- Sansari Location in Rajasthan, India
- Coordinates: 25°28′52″N 73°42′11″E﻿ / ﻿25.481°N 73.703°E
- Country: India
- State: Rajasthan
- District: Pali
- Established: 1607
- Founder: Thakur Bhopat Singh

Population (2011)
- • Total: 981
- PIN: 306022
- Telephone code: 02934
- Vehicle registration: RJ-22

= Sansari =

Sansari is a village in Rajasthan, India. It is located on Phulad–Desuri road. It is panchayat headquarters for 4 villages (Ashapura a.k.a. Akar, Guda Gopinath, Guda Durjan and Sansari). Sansari is located around 65 km from the district headquarters Pali, and 27 km from Tehsil headquarters in Desuri.

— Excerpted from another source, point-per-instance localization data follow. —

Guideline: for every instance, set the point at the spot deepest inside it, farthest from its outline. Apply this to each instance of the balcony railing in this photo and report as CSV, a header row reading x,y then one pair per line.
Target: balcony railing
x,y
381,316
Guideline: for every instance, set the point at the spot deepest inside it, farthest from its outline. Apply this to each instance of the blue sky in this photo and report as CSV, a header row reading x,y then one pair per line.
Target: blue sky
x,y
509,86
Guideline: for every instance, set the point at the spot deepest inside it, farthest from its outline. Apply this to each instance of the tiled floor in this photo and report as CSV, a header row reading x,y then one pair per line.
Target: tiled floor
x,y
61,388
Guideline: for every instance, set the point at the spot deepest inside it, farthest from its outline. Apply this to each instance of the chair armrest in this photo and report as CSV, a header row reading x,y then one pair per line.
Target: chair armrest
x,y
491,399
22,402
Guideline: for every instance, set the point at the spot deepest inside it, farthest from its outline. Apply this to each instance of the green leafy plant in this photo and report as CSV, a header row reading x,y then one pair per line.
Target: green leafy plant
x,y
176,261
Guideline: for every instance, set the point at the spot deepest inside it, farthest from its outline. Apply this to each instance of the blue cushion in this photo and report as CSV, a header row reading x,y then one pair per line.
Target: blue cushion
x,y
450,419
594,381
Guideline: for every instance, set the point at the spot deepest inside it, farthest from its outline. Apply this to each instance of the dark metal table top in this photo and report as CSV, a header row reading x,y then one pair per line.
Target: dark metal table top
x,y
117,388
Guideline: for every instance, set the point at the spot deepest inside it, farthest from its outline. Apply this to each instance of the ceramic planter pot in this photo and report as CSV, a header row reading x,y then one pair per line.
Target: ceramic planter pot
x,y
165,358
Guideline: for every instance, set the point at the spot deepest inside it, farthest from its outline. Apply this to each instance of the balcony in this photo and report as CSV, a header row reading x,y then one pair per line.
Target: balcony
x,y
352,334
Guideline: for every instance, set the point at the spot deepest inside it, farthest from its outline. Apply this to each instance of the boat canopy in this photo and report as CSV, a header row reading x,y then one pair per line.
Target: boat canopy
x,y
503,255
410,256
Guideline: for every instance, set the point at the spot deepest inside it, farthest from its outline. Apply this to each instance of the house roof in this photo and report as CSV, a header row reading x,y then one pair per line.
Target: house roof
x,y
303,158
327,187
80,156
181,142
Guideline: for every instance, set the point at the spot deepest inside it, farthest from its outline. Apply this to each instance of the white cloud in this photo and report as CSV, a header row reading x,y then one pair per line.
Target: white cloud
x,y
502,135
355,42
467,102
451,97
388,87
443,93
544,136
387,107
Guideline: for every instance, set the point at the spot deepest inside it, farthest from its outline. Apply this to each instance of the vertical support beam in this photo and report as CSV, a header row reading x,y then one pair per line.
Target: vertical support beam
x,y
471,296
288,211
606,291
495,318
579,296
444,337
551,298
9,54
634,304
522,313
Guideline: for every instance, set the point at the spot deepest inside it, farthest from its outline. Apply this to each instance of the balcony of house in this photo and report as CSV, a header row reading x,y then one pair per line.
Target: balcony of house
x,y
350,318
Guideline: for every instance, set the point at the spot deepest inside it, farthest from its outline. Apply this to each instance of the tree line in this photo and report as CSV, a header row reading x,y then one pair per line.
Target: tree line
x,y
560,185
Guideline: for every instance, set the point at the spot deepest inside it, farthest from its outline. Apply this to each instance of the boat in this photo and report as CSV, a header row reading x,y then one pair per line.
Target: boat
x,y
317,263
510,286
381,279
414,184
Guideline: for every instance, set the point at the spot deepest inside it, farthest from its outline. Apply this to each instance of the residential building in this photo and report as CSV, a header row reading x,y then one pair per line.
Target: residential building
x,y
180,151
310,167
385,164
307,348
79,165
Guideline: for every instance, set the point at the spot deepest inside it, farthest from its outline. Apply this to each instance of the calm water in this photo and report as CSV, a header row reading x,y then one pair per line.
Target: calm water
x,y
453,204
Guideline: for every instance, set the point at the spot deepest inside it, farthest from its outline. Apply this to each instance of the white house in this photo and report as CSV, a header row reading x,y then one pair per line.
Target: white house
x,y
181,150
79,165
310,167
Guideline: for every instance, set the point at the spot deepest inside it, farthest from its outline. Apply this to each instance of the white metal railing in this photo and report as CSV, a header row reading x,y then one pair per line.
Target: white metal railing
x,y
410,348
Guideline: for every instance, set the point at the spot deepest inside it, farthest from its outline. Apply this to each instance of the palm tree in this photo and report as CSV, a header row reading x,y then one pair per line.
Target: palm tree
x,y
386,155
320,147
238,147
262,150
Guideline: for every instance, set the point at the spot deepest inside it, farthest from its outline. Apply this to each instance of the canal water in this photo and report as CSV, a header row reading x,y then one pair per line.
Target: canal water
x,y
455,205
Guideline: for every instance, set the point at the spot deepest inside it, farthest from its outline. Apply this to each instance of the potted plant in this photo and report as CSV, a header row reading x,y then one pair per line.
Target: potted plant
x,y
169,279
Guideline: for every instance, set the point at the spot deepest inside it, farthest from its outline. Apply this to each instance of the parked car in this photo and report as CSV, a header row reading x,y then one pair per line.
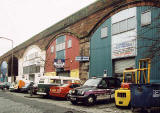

It is the last village in Desuri Tehsil, after which Marwar Junction Tehsil starts.
Currently MNREGA office has been opened in Sansari, for the villages in Sansari Panchayat.

==Demographics==
As per Jodhpur State census 1931, total population was 282, (Males 141, Females 141) and total households of 64. Out of 282, 2 were Jains and rest were Hindus.
As per census of India 2011, total population is 981 ( Males - 468, Females - 513) and total households of 201.